CRISPR-Cas9 edits DNA by utilizing a guide RNA (gRNA) that is designed to match a specific target sequence in the genome. The Cas9 protein, then binds to the target DNA and creates a double-strand break at that location. Since I need precision edit and replace, I’d want the cell to repair the break using Homology Directed Repair (HDR) and to achieve that, I would provide multiple copies of the desired repair template (containing the new gene I want to insert or the changes I want to make) into the cell so that the cell can use it as a template for repairing the break, thus introducing the desired edit into the genome.

2. What preparation do you need to do (e.g. design steps) and what is the input (e.g. DNA template, enzymes, plasmids, primers, guides, cells) for the editing?

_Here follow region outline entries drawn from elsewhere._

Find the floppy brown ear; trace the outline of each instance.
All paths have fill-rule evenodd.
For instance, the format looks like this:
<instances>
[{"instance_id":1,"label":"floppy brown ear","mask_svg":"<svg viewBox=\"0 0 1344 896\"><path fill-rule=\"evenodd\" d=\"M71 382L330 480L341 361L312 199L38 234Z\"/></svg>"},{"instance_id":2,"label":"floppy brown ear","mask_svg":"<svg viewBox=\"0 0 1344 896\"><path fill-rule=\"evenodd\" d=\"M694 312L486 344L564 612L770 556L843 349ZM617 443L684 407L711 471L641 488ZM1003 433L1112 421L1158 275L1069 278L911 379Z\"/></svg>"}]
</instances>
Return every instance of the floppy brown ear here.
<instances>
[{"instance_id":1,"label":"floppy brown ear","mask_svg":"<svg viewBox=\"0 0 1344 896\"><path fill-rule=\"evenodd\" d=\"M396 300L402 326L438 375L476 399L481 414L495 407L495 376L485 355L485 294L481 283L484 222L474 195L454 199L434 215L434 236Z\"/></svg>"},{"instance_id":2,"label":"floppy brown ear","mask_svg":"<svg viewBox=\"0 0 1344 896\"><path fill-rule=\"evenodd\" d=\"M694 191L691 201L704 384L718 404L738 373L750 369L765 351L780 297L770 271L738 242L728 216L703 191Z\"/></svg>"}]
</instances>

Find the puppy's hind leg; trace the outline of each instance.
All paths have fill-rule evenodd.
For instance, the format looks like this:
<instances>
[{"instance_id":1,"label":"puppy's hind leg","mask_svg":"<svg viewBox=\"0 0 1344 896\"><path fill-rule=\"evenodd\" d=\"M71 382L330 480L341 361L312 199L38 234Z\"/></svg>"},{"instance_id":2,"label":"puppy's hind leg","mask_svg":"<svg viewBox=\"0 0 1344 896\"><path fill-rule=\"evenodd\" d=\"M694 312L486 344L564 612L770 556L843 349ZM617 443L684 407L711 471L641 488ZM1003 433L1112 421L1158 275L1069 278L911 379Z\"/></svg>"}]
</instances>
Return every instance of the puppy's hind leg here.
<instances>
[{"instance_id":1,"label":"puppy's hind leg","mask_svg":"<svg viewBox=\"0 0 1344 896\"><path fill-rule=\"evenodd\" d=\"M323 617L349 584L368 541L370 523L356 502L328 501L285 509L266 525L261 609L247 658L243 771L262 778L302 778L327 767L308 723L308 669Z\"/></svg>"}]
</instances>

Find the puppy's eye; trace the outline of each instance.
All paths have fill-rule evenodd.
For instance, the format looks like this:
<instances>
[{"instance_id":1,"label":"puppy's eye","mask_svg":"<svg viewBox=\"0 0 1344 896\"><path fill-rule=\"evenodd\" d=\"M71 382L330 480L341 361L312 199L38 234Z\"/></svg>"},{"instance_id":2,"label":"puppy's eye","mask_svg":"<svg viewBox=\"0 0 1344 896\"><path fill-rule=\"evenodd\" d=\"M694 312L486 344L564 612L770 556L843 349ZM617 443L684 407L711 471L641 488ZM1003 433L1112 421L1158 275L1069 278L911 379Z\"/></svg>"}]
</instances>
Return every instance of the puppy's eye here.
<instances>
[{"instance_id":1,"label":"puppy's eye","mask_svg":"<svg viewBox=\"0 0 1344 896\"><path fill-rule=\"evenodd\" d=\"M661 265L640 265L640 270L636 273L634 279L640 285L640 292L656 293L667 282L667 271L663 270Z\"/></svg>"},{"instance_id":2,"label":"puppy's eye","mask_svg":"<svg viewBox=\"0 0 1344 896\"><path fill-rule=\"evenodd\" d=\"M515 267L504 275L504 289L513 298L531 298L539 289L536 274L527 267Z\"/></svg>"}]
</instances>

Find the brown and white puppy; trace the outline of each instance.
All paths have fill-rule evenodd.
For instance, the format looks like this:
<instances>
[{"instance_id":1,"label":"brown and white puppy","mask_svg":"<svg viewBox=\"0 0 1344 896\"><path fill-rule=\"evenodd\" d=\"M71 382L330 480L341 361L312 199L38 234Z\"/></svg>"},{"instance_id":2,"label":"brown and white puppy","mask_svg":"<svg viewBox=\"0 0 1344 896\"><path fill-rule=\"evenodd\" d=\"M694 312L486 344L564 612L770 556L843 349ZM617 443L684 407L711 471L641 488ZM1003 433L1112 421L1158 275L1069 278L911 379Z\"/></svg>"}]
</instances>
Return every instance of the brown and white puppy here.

for the preparation, I first would need to choose the cas9 variant that best suits my needs which would depend on the my DNA and the PAM sites availability. Then I would design the guide RNA (gRNA) to specifically target the gene or region that i want to edit. Then I need to design and synthesize my repair template containing my desired changes so that it can be used by the cell during HDR.

3. What are the limitations of your editing methods (if any) in terms of efficiency or precision?

One of the limitations of CRISPR-Cas9 is off-targets and their effects, which is the cas9 making cuts at unintended or unexpected locations in the genome, which can range from no effect to harmful and sometimes lethal effects. Also, the HDR pathway is not very efficient in many cell types, lowering success rates compared to the more error prone Non-Homologous End Joining (NHEJ) repair pathway.